Полкан перебивает её, огрызается по-собачьи:
– Я скажу диспетчеру, что кое-кто не слушается его!
И спешит назад на базар. Позади слышится смешок:
– Жаловаться, что ли, станешь? На тебя не похоже!
И тут же она спохватывается:
– Стой! Надо поглядеть, ушли они или не ушли!
Он не сразу вспоминает, кто должен уйти. Вот и базарная площадь. Ему хочется поскорей увидеть, что всё на месте: и длинный ряд № 8, и кресло старика Гермогеныча, и домик сторожа.
Гермогеныч хватает его за ошейник.
– Попался, озорник!
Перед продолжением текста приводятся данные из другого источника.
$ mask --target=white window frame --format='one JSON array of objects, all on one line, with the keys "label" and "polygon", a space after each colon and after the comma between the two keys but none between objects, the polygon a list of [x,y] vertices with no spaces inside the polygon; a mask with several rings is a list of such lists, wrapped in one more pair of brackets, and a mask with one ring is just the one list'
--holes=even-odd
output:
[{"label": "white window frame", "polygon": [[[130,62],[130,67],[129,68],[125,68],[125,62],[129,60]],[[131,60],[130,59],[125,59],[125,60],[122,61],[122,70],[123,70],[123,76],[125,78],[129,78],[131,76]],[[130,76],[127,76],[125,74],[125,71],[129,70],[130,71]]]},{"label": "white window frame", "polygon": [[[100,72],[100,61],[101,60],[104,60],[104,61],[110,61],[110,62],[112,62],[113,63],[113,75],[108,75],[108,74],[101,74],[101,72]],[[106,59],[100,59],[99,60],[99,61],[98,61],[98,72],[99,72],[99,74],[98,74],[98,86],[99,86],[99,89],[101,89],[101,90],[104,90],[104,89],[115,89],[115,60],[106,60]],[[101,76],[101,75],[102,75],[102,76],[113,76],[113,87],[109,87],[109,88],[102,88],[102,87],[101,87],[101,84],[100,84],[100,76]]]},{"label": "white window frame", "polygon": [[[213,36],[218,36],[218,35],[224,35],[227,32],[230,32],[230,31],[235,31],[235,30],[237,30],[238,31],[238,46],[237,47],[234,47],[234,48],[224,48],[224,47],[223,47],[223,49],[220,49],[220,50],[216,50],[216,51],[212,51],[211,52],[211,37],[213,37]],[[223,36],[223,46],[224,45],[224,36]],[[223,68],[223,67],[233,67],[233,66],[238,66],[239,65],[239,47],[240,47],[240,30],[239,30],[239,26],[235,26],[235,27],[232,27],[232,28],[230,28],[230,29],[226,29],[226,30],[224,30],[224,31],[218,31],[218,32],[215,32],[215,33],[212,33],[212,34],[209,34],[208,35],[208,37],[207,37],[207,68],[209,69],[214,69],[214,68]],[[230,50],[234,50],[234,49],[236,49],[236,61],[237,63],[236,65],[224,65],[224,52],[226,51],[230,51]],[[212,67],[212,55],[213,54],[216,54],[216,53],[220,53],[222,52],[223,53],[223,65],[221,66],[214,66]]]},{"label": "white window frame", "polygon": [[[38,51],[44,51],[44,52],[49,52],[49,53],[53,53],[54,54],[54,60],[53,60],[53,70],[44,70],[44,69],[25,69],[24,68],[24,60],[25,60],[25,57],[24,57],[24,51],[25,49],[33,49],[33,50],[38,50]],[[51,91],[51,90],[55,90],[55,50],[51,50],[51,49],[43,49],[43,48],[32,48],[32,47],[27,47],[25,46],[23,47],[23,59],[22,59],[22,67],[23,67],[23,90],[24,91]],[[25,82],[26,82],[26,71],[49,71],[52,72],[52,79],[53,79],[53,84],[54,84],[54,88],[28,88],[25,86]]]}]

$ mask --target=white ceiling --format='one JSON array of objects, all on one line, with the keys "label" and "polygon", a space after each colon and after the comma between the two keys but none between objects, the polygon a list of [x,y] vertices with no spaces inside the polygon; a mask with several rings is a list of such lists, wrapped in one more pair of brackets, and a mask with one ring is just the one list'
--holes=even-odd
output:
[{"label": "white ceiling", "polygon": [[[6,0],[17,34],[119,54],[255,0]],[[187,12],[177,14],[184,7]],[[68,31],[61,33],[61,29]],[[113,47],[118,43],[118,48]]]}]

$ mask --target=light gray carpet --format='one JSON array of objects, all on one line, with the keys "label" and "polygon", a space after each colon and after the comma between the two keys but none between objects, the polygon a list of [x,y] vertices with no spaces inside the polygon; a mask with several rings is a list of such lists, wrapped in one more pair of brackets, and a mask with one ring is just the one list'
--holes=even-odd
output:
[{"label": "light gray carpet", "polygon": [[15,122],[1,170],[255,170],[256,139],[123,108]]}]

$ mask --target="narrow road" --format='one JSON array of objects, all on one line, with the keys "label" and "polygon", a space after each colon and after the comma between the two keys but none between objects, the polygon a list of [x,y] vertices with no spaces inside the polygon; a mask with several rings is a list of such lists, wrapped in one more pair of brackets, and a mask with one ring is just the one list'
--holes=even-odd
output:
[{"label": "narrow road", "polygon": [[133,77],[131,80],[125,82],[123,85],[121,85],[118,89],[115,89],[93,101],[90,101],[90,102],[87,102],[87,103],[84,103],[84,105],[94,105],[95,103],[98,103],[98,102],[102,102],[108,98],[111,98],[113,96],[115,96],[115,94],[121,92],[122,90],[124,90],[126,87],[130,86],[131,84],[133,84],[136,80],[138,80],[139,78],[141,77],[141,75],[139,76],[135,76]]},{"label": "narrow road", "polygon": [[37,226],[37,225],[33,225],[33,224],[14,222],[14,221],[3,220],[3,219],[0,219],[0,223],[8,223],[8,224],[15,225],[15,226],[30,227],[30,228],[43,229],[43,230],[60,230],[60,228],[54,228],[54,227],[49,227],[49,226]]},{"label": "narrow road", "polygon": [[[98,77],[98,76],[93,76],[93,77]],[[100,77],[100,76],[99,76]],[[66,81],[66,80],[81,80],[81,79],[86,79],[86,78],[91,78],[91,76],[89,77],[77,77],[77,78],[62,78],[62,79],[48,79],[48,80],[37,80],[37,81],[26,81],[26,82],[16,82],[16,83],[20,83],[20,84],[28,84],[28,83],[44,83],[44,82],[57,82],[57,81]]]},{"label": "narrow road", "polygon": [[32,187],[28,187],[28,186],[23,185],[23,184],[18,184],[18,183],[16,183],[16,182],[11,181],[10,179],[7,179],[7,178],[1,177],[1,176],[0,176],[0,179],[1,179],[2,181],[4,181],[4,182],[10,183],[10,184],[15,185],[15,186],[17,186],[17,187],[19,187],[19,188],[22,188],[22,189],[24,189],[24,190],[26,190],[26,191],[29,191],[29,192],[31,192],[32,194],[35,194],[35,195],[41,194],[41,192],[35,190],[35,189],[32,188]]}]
Жалуются у нас на тебя!
Полкан снизу вверх вопросительно глядит на старика. А тот делано грустно говорит:
– Видно, никуда не денешься, придётся забрать тебя к себе.
– На цепи такому место, только на цепи! – частит какая-то старушка.
И ещё одна, с серебряной шапочкой в руках, смотрит на Гермогеныча мягко, благодарно. Она не может отделаться от чувства, что с Гермогенычем связано для неё что-то хорошее. Где-то вроде он заступился за неё, где-то сказал доброе слово. Но когда, где – она вспомнить не может. «Память уже не та», – думает старушка.
Во дворе у Гермогеныча есть добротная, ни одной щели, конура. Прежняя её хозяйка умерла, и только запах чужой собаки, едва уловимый, чувствует Полкан. От его ошейника теперь тянется цепь, которая и до ворот не позволяет добежать. И в голове только одна мысль крутится весь вечер: как сможет он удрать обратно к Мурке? Базар – он рядом совсем, через дорогу, – а до него не дойдёшь!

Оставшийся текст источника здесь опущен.